I tried to respond to most questions tonight, I won't be back on over the weekend. I plan to leave your most recent commits in my local sublime for a few days at work next week before approving so I have time to see if I notice anything with my normal workflows.

shigma commented 6 years ago

To be honest I never work with boxes so I'm just not sure if this is expected:

Current Release:

currentrelease

This PR's latest commit:

withchanges

Maybe I worked with boxes before and just forgot all about it later on ...

shigma commented 6 years ago

It looks a bit to me like some of the escape character rules are leaking here. I wasn't really sure why this was the list of escape characters, in particular ()%+_@/ could you give some insight on everything past f in the list perhaps?

[nrtbf()"!^%&+_*@`/\\]

This is the best resource I've found: https://reference.wolfram.com/language/tutorial/InputSyntax.html apparently \000 is a thing too..

See this:

In[153]:= Characters /@ {"\+", "\-", "\>"}
Out[153]= {{"\+"}, {"\\", "-"}, {}}
shigma commented 6 years ago

@chere005 The following code may better depict the escaping behavior:

Quiet @ Last @ Reap[
    Scan[
        Sow[#, Check[Length @ Characters @ ToExpression["\"\\" <> # <> "\""], -1]] &,
        CharacterRange[33, 126]
    ],
    _,
    #1 -> StringJoin[#2] &
]

With the following result:

shigma commented 6 years ago

Any questions @batracos ?

batracos commented 5 years ago

Sorry for the long time off the project. I simply did not have the bandwidth to spare.
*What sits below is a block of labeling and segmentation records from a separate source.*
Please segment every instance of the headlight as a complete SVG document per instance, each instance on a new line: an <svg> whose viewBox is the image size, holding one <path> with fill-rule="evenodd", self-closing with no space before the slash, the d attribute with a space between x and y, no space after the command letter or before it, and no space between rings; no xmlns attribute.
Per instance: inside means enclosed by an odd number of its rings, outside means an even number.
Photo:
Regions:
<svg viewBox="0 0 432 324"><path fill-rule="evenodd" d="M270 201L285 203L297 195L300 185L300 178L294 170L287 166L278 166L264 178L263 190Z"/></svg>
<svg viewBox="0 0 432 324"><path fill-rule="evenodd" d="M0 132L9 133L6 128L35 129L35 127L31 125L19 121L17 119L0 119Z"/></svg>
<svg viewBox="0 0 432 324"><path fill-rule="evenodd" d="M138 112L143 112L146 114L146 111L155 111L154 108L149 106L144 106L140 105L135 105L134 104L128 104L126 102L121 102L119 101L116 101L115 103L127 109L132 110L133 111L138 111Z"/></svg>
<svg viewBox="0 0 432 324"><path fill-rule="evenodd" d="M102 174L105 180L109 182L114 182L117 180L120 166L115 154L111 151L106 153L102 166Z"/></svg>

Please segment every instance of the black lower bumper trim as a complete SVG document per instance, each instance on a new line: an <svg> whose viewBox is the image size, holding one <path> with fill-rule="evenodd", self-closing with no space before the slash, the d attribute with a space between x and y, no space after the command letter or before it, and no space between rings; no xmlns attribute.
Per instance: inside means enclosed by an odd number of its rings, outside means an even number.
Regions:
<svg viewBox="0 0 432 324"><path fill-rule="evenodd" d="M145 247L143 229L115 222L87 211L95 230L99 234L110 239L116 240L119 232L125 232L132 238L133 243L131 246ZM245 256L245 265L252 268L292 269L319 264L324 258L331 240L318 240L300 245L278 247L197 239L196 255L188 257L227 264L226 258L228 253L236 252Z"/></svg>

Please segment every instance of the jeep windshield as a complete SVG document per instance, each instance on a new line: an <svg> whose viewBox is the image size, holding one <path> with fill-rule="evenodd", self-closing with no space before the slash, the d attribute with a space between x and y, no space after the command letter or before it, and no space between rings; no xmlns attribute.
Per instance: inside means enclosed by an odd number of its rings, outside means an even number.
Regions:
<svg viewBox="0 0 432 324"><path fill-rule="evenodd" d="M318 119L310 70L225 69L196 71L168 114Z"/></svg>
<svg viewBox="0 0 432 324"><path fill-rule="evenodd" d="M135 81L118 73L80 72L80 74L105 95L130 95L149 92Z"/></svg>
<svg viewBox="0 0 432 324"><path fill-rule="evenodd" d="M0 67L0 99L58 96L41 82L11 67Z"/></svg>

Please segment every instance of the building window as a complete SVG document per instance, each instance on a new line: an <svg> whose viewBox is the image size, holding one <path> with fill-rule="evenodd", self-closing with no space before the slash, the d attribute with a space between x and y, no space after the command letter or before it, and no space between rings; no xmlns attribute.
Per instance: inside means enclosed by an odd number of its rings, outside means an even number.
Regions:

Except for those three tests not passing this seems good to go.

chere005 commented 5 years ago

Hold off on this until I can take another look..

Sent from my iPhone

On Mar 23, 2019, at 12:04 PM, batracos notifications@github.com wrote:

Sorry for the long time off the project. I simply did not have the bandwidth to spare. Except for those three tests not passing this seems good to go.

— You are receiving this because you were mentioned. Reply to this email directly, view it on GitHub, or mute the thread.

chere005 commented 5 years ago

@chere005 The following code may better depict the escaping behavior:

Quiet @ Last @ Reap[
    Scan[
        Sow[#, Check[Length @ Characters @ ToExpression["\"\\" <> # <> "\""], -1]] &,
        CharacterRange[33, 126]
    ],
    _,
    #1 -> StringJoin[#2] &
]

With the following result:

* **errored:** `.01234567:ABCDEFGHIJKLMNOPQRSTUVWXYZ[acdeghijklmopqsuvwxyz`

* **escaped:** `` !"%&()*+/@\^_`bfnrt ``

* **non-escaped:** `#$',-89;=?]{|}~`

* **disappeared:** `<>`

@batracos and I discussed this, in a string the only characters that should show up as valid escape characters is nrtbf Things like "\*" which don't complain end up with a string "\\*" which means the * was not actually escaped. Please make this change and fix the tests that @batracos mentioned are failing before I make another pass at reviewing this.

chere005 commented 5 years ago

@Shigma any plans to update this with the changes we mentioned?